CNN's Fareed Zakaria said he was surprised when the president of Iran admitted to him in an interview during his stay in New York that Hezbollah is not strong enough to match Israel.
"Hezbollah is facing a country armed to the teeth and has access to weapons systems that are far superior to anything else," President Pezeshkian said in that interview.
If Tehran is really resorting to de-radicalisation of its strategy in the Middle East, it is largely a consequence of Israel's rejection of the demands of its Western allies, above all the US, to stop military actions in Gaza and to start with negotiations.
The Israeli response to this week's call by a dozen of Israel's key allies, including the US, for a three-week ceasefire in Lebanon is particularly commendable for the shift in Tehran, if indeed it is underway.
Israel did not officially reject the plan, but in the days that followed, it intensified its attacks on Hezbollah positions in Lebanon, culminating in a strike on its headquarters in Beirut.
The high cost of radicalisation
Tehran is facing, if not a complete loss, then a drastic reduction in the fighting capacity of its most powerful and influential fighting group in the region. Although many estimates suggest that Hezbollah still retains a good portion of its large weapons stockpiles (as much as 50%), its internal structure and chains of command appear difficult to repair.
With several thousand Hezbollah operatives out of service, a synchronised explosion of their pagers, strong Israeli air attacks on Hezbollah's installations, and finally the beheading of the main command, Tehran is left questioning whether it can still count on Hezbollah.
Does Iran still view Hezbollah as the cornerstone of its strategy to weaken Israel and simultaneously destabilise the region?

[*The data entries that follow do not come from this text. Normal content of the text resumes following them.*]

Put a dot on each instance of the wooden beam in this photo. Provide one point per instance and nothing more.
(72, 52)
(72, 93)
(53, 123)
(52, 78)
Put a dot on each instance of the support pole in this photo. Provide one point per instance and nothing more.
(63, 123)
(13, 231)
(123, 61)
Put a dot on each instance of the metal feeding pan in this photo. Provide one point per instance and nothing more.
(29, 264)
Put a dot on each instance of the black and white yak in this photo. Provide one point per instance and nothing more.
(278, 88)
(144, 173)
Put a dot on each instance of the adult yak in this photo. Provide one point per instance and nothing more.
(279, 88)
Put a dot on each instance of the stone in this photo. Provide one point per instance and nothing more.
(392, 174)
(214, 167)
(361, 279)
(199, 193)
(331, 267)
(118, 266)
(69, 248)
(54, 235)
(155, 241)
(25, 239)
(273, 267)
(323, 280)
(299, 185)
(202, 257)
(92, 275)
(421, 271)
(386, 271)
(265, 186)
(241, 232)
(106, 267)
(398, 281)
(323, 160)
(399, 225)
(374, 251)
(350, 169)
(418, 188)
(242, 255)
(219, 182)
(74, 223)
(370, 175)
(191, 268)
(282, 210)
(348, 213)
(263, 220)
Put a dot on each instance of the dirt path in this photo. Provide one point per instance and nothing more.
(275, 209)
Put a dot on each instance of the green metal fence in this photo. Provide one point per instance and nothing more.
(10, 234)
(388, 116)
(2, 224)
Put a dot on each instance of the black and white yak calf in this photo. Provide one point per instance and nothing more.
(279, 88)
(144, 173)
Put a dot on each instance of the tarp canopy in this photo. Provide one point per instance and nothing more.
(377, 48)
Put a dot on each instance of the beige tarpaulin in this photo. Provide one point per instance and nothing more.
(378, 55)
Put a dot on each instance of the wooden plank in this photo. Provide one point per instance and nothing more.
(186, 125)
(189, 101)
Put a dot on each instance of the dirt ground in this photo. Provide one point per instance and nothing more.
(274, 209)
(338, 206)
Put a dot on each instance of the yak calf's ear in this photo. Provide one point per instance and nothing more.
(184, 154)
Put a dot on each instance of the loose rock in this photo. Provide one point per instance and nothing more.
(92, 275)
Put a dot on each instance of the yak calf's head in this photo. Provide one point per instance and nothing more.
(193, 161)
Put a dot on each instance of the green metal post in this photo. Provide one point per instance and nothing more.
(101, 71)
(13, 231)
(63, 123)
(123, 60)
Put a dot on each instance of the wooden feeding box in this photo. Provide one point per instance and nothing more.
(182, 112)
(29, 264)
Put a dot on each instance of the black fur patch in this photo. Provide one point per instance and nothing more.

Furthermore, does Iran still view Hezbollah as the cornerstone of its strategy to weaken Israel and simultaneously destabilise the region?
Iranian President Pezeshkian said at the UN that his country "seeks peace for all and has no intention of conflict with any country." However, it is too much to expect a U-turn from Tehran, which would give up levers of influence in the Middle East overnight.
The leadership will seek to maintain the motivation of its militant allies in the region, such as Hamas, the Houthis, Hezbollah, and others, to prevent them from feeling abandoned by Tehran.
But, at the same time, that support will be too expensive for Iran if it means its direct military involvement in regional conflicts.